We get choruses of Cratchits, medleys of Marleys.
Channel-surfing through filmic history, his performers—an expert bunch, whether delivering plummy Victorian dialogue or channeling cinematic spirits—are stalked by the many famous actors who’ve embodied their roles before them. Sometimes they karaoke the familiar voices, sometimes they stand aside and let the images take over. We see and hear a who’s-who of notable Scrooges: Alistair Sim, Patrick Stewart, Michael Caine, Disney’s redoubtable animated duck. And, as we do, we’re pursued by our own memories of each Carol, and perhaps of the vanished holiday seasons when we watched—or re-watched—one or another of ’em. (I confess to a powerful fondness for the Muppet version). The piece reminds us that our idea of the story is really a collage, jigsawed together from lots of different Carols.
Some of the performers the piece resurrects from old movies are now undoubtedly dead and gone—making their flickering avatars the closest thing to actual ghosts you’re ever likely to see onstage. And other beloved actors are now much older. (Even sketchy outdated animations or bygone cartoon characters—remember Mr. Magoo?—acquire a kind of pathos.) As the evening goes on, the wavering effigies become a spectral meditation on mortality—one nearly as jolting as that delivered to Scrooge graveside by the last ghost.

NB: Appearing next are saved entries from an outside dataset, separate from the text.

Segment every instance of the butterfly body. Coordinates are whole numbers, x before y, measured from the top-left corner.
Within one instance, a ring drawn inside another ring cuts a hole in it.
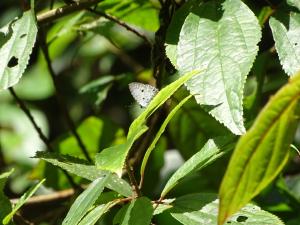
[[[151,102],[153,97],[158,92],[157,88],[149,84],[132,82],[128,86],[131,95],[137,101],[137,103],[139,103],[142,107],[147,107],[147,105]]]

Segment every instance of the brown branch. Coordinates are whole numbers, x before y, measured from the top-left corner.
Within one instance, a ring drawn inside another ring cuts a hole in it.
[[[148,45],[152,46],[152,42],[149,40],[149,38],[147,38],[144,34],[142,34],[141,32],[139,32],[138,30],[134,29],[133,27],[129,26],[128,24],[124,23],[123,21],[120,21],[118,18],[112,16],[112,15],[108,15],[104,12],[100,12],[94,9],[88,9],[88,11],[95,13],[96,15],[99,16],[103,16],[104,18],[115,22],[116,24],[124,27],[125,29],[127,29],[128,31],[136,34],[138,37],[142,38]]]
[[[52,22],[56,19],[69,15],[73,12],[89,8],[100,1],[101,0],[83,0],[83,1],[74,2],[72,4],[65,5],[60,8],[52,9],[50,11],[37,15],[37,21],[39,24]]]
[[[27,118],[30,120],[31,124],[33,125],[34,129],[36,130],[36,132],[38,133],[40,139],[44,142],[44,144],[47,146],[48,150],[50,152],[54,152],[50,141],[48,140],[48,138],[43,134],[41,128],[37,125],[36,121],[34,120],[31,112],[29,111],[29,109],[26,107],[25,103],[19,98],[19,96],[16,94],[16,92],[14,91],[14,89],[12,87],[9,88],[9,92],[10,94],[14,97],[14,99],[16,100],[16,102],[19,104],[20,108],[23,110],[23,112],[26,114]]]
[[[135,179],[134,172],[133,172],[133,169],[132,169],[132,167],[129,163],[129,160],[126,159],[125,163],[126,163],[125,166],[126,166],[127,174],[129,176],[130,184],[131,184],[132,189],[133,189],[134,198],[140,197],[142,195],[142,193],[141,193],[141,190],[139,188],[138,182]]]
[[[25,115],[27,116],[27,118],[30,120],[31,124],[33,125],[34,129],[36,130],[36,132],[38,133],[40,139],[44,142],[44,144],[47,146],[48,150],[50,152],[54,152],[54,149],[50,143],[50,141],[48,140],[48,138],[43,134],[41,128],[37,125],[35,119],[33,118],[31,112],[29,111],[29,109],[27,108],[27,106],[25,105],[25,103],[19,98],[19,96],[16,94],[16,92],[14,91],[14,89],[12,87],[9,88],[9,92],[10,94],[14,97],[14,99],[16,100],[16,102],[19,104],[20,108],[23,110],[23,112],[25,113]],[[69,183],[71,184],[71,186],[73,188],[78,188],[78,185],[74,182],[73,178],[71,177],[71,175],[61,169],[63,171],[63,173],[65,174],[65,176],[67,177]]]
[[[26,201],[26,205],[32,204],[43,204],[45,202],[56,202],[60,200],[67,199],[74,195],[74,189],[66,189],[62,191],[57,191],[47,195],[36,195],[32,196]],[[19,198],[10,199],[10,202],[16,204],[19,201]]]
[[[49,52],[48,52],[48,46],[46,44],[46,38],[44,36],[44,32],[41,31],[40,32],[40,44],[41,44],[41,48],[42,48],[42,52],[45,56],[45,59],[46,59],[46,63],[47,63],[47,67],[48,67],[48,70],[49,70],[49,73],[52,77],[52,81],[53,81],[53,84],[54,84],[54,87],[55,87],[55,96],[56,96],[56,99],[57,99],[57,102],[60,106],[60,109],[62,111],[62,113],[64,114],[64,117],[65,117],[65,120],[66,120],[66,123],[68,125],[68,127],[70,128],[72,134],[74,135],[76,141],[77,141],[77,144],[78,146],[80,147],[82,153],[84,154],[85,158],[89,161],[89,162],[92,162],[92,159],[91,157],[89,156],[89,153],[83,143],[83,141],[81,140],[81,137],[79,136],[77,130],[76,130],[76,127],[71,119],[71,116],[68,112],[68,109],[67,109],[67,106],[66,106],[66,103],[64,101],[64,98],[62,96],[62,92],[61,92],[61,88],[60,88],[60,84],[57,80],[57,76],[53,70],[53,67],[52,67],[52,64],[51,64],[51,59],[50,59],[50,56],[49,56]]]

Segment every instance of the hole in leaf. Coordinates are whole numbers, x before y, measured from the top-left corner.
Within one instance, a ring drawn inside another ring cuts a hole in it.
[[[298,43],[295,43],[294,45],[295,45],[295,46],[297,46],[297,45],[298,45]]]
[[[8,66],[9,68],[12,68],[12,67],[18,65],[18,61],[19,61],[18,58],[16,58],[15,56],[13,56],[13,57],[10,58],[10,60],[9,60],[9,62],[8,62],[8,64],[7,64],[7,66]]]
[[[21,36],[20,36],[20,38],[24,38],[24,37],[26,37],[27,36],[27,34],[22,34]]]
[[[245,222],[247,219],[248,219],[247,216],[239,216],[239,217],[236,219],[236,221],[237,221],[237,222]]]
[[[144,89],[141,89],[141,92],[144,92]]]

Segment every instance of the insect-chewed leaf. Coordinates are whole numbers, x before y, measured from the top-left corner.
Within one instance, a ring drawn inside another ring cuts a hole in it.
[[[142,106],[146,107],[153,97],[157,94],[158,89],[149,85],[138,82],[129,84],[129,90],[133,98]]]

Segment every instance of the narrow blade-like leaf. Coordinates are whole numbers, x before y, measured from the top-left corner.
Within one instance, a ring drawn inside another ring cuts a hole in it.
[[[300,74],[272,97],[239,140],[220,188],[219,224],[282,170],[299,120]]]
[[[92,165],[87,161],[71,156],[59,155],[49,152],[37,152],[35,157],[45,160],[52,165],[58,166],[72,174],[83,177],[90,181],[94,181],[99,177],[111,174],[111,172],[109,171],[97,169],[95,165]],[[126,197],[132,195],[130,185],[115,174],[111,174],[111,176],[107,178],[105,186]]]
[[[94,225],[115,204],[116,202],[109,202],[107,204],[98,205],[92,209],[78,225]]]
[[[150,225],[153,211],[148,198],[137,198],[127,208],[121,225]]]
[[[228,138],[228,137],[227,137]],[[232,146],[224,138],[210,139],[203,148],[187,160],[168,180],[164,187],[161,198],[172,190],[184,177],[198,171],[221,157]]]
[[[79,223],[101,195],[109,176],[110,175],[106,175],[93,181],[89,187],[78,196],[62,222],[63,225],[76,225]]]
[[[26,201],[37,191],[37,189],[44,183],[45,179],[41,180],[39,183],[34,185],[32,188],[30,188],[28,191],[26,191],[19,201],[16,203],[16,205],[13,207],[12,211],[3,219],[3,224],[8,224],[13,216],[16,214],[16,212],[26,203]]]
[[[13,173],[13,169],[8,172],[0,174],[0,222],[2,222],[3,218],[12,210],[11,203],[9,199],[3,192],[4,186],[6,184],[7,178]]]
[[[176,112],[180,109],[180,107],[184,103],[186,103],[191,97],[192,97],[192,95],[187,96],[178,105],[176,105],[175,108],[172,109],[172,111],[169,113],[169,115],[167,116],[167,118],[165,119],[165,121],[163,122],[163,124],[161,125],[161,127],[159,128],[159,131],[156,133],[154,140],[152,141],[151,145],[146,150],[145,156],[143,158],[143,162],[142,162],[142,165],[141,165],[141,171],[140,171],[141,177],[144,177],[144,172],[145,172],[145,168],[146,168],[146,164],[148,162],[149,156],[150,156],[152,150],[155,148],[155,145],[158,142],[160,136],[165,131],[168,123],[173,118],[173,116],[176,114]]]

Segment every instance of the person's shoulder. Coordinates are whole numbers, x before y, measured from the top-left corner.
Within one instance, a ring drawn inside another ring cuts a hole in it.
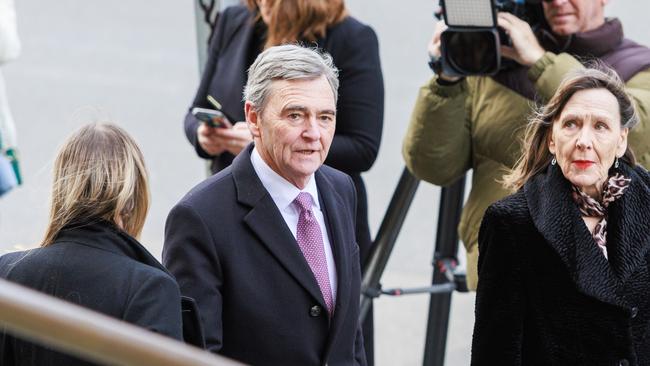
[[[523,189],[491,204],[485,216],[500,222],[511,222],[528,216],[528,204]]]
[[[31,251],[9,252],[0,256],[0,277],[6,277],[6,274],[18,265]]]
[[[351,15],[346,16],[340,22],[332,25],[328,29],[327,36],[334,38],[342,37],[350,41],[367,37],[377,38],[371,26],[362,23]]]
[[[233,5],[225,8],[220,16],[227,19],[245,19],[252,14],[245,5]]]
[[[181,198],[178,204],[195,206],[204,203],[207,198],[222,199],[224,197],[235,198],[232,165],[195,185]]]

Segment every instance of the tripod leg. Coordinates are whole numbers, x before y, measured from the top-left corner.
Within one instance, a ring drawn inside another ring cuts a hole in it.
[[[465,177],[449,187],[443,187],[440,193],[440,210],[438,216],[438,232],[436,248],[433,256],[432,284],[449,282],[452,268],[447,265],[448,259],[456,258],[458,252],[457,226],[463,209],[463,194],[465,192]],[[424,348],[425,366],[443,366],[449,327],[449,310],[452,293],[431,294],[429,300],[429,320]]]
[[[384,219],[381,222],[374,245],[370,252],[370,259],[366,263],[361,282],[361,305],[359,320],[363,322],[372,304],[373,296],[377,296],[379,281],[386,269],[388,258],[393,251],[406,213],[408,212],[420,181],[404,168],[397,188],[393,193]]]

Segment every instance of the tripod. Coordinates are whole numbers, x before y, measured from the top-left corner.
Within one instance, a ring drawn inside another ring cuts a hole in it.
[[[458,260],[458,234],[456,227],[460,221],[465,191],[465,177],[454,184],[443,187],[440,193],[438,229],[433,255],[433,277],[431,286],[409,289],[382,289],[380,280],[390,254],[395,246],[406,213],[408,212],[419,180],[404,169],[379,227],[368,266],[361,283],[360,321],[365,319],[374,298],[380,295],[430,294],[429,318],[425,341],[425,366],[443,366],[449,310],[453,291],[466,292],[465,275],[455,273]]]

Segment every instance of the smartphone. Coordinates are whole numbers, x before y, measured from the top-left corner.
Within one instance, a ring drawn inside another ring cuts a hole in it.
[[[228,118],[226,118],[223,112],[216,109],[194,107],[192,108],[192,115],[210,127],[231,127]]]

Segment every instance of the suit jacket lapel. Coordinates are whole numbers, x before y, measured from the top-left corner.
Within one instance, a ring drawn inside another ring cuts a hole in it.
[[[285,224],[282,214],[255,174],[250,161],[253,146],[242,151],[232,164],[237,189],[237,200],[251,207],[244,222],[255,233],[259,242],[325,309],[325,300],[296,239]]]
[[[336,188],[328,177],[320,170],[316,171],[315,177],[334,254],[337,277],[336,306],[328,336],[326,351],[326,354],[328,354],[336,335],[343,327],[343,320],[346,317],[348,304],[350,303],[350,271],[352,267],[350,248],[353,243],[346,242],[345,238],[354,237],[354,233],[350,235],[344,230],[353,227],[351,224],[353,218],[346,214],[349,209],[346,209],[343,198],[336,192]]]
[[[524,193],[535,227],[558,254],[578,290],[620,305],[619,280],[598,249],[571,198],[571,185],[557,166],[533,177]]]

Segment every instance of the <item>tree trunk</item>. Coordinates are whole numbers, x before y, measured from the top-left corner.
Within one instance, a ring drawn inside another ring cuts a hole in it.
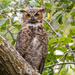
[[[0,75],[40,75],[0,35]]]

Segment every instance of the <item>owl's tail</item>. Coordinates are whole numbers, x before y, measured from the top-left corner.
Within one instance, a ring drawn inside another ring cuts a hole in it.
[[[44,65],[45,65],[45,58],[42,58],[41,63],[40,63],[39,68],[38,68],[38,72],[40,74],[42,74],[42,72],[43,72]]]

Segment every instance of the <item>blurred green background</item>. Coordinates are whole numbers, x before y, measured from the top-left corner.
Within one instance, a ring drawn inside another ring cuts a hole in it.
[[[43,21],[49,46],[45,66],[74,62],[75,0],[0,0],[0,34],[14,46],[22,23],[22,14],[17,11],[31,7],[45,8],[43,19],[53,28]],[[75,65],[54,65],[45,68],[43,75],[75,75]]]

Despite Farrington’s many layers of mediation, the Carol’s durable parable still comes through. We’re now living in an era that’s fast returning to near-Victorian levels of disparity between rich and poor, and it couldn’t hurt for most of us to reckon with the stark terms of Scrooge’s visions: to face our own fleetingness, and, in a time of unprecedented abundance and widening want, consider whether we’ve been behaving like the human beings we truly want to be.